In The Fayetteville Observer sports section, the FSU victory, “Broncos claim CIAA Crown” was the lead story on a page that also included stories about a win by then-Methodist College in its conference tournament and a 23-game win-streak by the N.C. State Wolfpack led by David Thompson, one of the all-time great collegiate players.
FSU’s victory in overtime was described as a “heart-rending and emotional comeback” that was a “revenge for a loss to these same Spartans in the finals a year ago.
“The Broncos did whatever it took — gut, pride, desire, hustle.”
The team, coached by Tom Reeves, leaned on the brilliant play of James Tyus, “the Arkansas Flash,” who was named the tournament MVP, as well as Terrance Murchison, the only team’s only senior, the Cogdell brothers, Alton and Larry, and Otis Newkirk.
Birch, who played as a guard and forward, says there was another key element.
“We were like family. We hung out together,” he says. “We chit-chatted together. We bonded.”
Many of the players stay in touch to this day, he says.
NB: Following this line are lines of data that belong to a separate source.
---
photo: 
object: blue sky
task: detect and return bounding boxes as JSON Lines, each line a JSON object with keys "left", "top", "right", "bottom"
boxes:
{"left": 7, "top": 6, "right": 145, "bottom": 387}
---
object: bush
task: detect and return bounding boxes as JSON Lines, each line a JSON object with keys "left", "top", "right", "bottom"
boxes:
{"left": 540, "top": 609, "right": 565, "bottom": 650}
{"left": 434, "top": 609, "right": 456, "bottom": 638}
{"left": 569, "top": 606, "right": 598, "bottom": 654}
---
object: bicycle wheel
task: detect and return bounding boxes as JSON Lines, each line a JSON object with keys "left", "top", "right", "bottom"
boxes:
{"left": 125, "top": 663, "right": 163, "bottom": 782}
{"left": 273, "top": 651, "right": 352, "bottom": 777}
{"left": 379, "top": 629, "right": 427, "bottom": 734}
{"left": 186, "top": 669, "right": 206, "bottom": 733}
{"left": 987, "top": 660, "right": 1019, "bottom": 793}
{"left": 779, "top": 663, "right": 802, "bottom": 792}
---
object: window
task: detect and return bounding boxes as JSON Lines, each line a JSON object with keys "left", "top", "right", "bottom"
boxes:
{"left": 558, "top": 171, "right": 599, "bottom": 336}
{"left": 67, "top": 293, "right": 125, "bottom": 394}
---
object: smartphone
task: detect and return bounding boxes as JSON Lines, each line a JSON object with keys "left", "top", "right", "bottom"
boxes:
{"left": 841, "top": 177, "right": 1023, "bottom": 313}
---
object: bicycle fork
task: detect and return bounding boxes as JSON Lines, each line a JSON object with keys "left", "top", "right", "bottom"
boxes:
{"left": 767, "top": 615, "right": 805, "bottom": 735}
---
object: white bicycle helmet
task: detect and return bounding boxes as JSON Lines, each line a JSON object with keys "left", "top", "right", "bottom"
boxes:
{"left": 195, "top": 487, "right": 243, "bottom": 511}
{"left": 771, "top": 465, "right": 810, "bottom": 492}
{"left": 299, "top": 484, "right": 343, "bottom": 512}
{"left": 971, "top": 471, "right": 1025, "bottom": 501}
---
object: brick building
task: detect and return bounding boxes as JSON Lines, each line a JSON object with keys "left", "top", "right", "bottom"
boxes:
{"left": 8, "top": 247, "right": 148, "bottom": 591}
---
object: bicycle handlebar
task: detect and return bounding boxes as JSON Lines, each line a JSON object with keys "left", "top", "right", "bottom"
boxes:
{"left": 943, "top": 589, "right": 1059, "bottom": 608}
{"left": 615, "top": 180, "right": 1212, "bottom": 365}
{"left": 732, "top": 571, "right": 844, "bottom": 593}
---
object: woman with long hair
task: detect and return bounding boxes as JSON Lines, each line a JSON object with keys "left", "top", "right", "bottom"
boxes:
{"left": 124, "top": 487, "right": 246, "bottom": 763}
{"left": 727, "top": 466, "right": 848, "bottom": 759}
In this region, the circle includes Birch; Otis Newkirk in Raeford; Robert Wilson and Michael Ross in Raleigh; and Murchison in South Carolina.
Birch can also name the members of the team who have passed away. They include Coach Reeves, who died in his office just a few months after the championship — but whose wife, Evelyn, is 96 and attends Birch’s church. Also deceased are the Cogdell brothers; assistant coach Armstead; Angelo Finch; and Sam Smith, he says.
Birch is looking forward to see how the 2022 edition of the Broncos, the latest CIAA champs, do in the Division II tournament.
He describes the moment on Saturday when the triumphant team came into Capel, having ended the long drought.
“You can say it was a weight lifted, personally for me, but for the school. I was extremely overjoyed,” he said. “And proud.”